Harari is missing the marginal value of uselessness. Because, remember, under capitalism, everything enjoys a marginal value. Which brings us to the marginal value of useless labor?

Here is what happened during the Great Depression. So little did human beings come to be valued that they collected and sold cigarette butts, sharpened pencils, earned money from dancing marathons; in short, anything. That is to say, the marginal value of human beings plummeted. But, as John Maynard Keynes pointed out, this was not evidence for market failure. To the contrary, it was evidence that the Circular Economy worked. It sent the value of the least valued goods downward until investors were ready, at a given price, to have their pencil sharpened.

But, of course, this also meant that the human pencil sharpener was purchasing goods only equal to her wage. In fairness, like Lord Keynes, Harari recognizes that capitalism is equipped with a nifty solution to this problem. Because the Circular Economy is not a temporally static system, a dollar today is not worth the same as tomorrow’s dollar. (Indeed, as Gary Becker noted in 1962, taking a page from Alfred Marshall’s 1891 Principles, a dollar here, today, is not worth the same as a dollar elsewhere or in someone else’s pocket today. $1≠$1.) This is because money is always a temporally and spatially constrained value, relative to the aggregate value of all dollars and dependent on questions of where and when. When I borrow $1 from the future to inspire a consumer to spend $1 today, that future dollar may be worth more, it may be worth less, than today’s dollar. But, if the economy is in a trough, then it is reasonable to assume that tomorrow’s dollar is worth more than today’s. How much more? Economists differ. But only marginally. Keynes’ point was that any debt accumulated today sufficient to stimulate economic growth over time greater than its cost is worth the investment.
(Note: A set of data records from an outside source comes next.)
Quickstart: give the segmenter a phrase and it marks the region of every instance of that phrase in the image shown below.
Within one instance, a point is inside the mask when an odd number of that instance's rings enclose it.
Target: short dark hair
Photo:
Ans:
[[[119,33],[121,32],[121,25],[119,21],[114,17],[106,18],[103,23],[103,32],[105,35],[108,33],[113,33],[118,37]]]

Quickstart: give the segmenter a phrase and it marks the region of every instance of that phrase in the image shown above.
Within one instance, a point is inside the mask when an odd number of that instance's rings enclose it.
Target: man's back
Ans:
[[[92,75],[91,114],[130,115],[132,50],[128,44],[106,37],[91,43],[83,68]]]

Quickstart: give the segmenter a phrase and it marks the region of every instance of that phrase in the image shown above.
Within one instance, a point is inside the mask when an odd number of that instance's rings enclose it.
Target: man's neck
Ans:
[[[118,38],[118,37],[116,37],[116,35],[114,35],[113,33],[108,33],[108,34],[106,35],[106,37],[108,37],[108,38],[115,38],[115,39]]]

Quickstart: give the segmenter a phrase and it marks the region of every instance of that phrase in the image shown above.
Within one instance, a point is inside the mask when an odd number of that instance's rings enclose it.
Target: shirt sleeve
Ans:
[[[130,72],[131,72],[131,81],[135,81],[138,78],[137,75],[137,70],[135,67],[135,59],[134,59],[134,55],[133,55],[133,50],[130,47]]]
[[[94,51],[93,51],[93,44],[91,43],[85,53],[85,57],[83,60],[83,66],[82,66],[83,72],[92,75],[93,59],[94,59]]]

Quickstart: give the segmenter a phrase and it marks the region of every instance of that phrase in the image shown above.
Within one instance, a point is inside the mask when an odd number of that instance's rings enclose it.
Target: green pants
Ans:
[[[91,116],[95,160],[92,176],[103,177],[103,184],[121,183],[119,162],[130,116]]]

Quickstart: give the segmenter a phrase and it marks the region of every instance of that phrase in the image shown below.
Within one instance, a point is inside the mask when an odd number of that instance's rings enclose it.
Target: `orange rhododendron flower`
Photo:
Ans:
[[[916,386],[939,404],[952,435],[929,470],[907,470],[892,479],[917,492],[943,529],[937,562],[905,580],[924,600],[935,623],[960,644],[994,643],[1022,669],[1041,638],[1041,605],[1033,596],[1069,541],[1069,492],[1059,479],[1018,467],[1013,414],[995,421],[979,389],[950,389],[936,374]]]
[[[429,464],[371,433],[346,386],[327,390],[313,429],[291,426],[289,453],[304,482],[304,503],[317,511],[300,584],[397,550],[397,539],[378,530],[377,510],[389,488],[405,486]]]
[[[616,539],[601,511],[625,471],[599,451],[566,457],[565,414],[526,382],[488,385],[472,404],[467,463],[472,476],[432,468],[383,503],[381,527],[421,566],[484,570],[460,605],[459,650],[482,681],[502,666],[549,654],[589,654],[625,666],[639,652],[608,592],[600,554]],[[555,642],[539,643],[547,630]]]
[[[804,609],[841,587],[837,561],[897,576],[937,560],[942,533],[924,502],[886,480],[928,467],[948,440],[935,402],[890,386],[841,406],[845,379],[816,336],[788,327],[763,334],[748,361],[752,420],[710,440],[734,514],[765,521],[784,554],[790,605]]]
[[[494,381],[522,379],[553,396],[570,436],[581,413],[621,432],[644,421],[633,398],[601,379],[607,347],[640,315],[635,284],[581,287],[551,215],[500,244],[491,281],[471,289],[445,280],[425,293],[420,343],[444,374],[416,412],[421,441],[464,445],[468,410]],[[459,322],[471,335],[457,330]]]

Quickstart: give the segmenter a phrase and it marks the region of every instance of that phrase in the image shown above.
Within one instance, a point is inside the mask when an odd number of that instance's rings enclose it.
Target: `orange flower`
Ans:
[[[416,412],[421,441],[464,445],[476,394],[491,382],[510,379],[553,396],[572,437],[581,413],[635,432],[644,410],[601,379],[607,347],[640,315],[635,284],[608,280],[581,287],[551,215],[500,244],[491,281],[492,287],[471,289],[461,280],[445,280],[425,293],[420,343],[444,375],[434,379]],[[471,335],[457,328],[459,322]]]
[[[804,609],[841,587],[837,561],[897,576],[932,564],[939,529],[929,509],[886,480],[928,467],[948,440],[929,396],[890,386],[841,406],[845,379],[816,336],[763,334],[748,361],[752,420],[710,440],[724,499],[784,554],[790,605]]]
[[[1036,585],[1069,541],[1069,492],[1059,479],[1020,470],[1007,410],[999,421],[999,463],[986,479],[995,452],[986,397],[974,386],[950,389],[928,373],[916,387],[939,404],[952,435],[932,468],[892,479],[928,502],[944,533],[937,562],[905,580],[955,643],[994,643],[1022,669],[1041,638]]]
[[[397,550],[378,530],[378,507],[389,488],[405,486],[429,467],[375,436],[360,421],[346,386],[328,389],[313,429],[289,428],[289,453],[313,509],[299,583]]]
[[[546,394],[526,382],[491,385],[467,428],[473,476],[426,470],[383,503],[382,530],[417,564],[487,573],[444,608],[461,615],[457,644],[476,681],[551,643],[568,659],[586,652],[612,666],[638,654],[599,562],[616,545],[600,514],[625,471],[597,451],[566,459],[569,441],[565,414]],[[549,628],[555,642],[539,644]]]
The temporal and spatial envelope in which value modulates is social in character. This does not make it any less real. Rather does it make this envelope hyper-real. Consider, for example, the condition under which, as in Hunger Games or Drowned Cities, human beings have become little more than cockroaches. Their value reduced to virtually nothing. Their overlords invested with absolute power. There is still, here, a marginal calculation. How much value, if any, do I need to extract from the subject population? How much value do I spend policing the subject population? What is the risk of an uprising? What is the marginal cost of political stability? What die-rate will the subject population tolerate?

The point is, for economists who wish to reflect rigorously, there is absolutely no direct correlation of innovation to job loss. Not in the long run. Because the marginal calculation is a social calculation. Value is always, inevitably, social. But, if I have simply learned the formulas passed down and modified from Jevons to Marshall to Keynes to Krugman to Romer, how would I know that this is only social?

In 2018 the University of California, Berkeley, Department of Economics did three things: (1) they declared Economics a STEM major; (2) they eliminated the History of Economic Thought; and (3) they failed to renew my contract.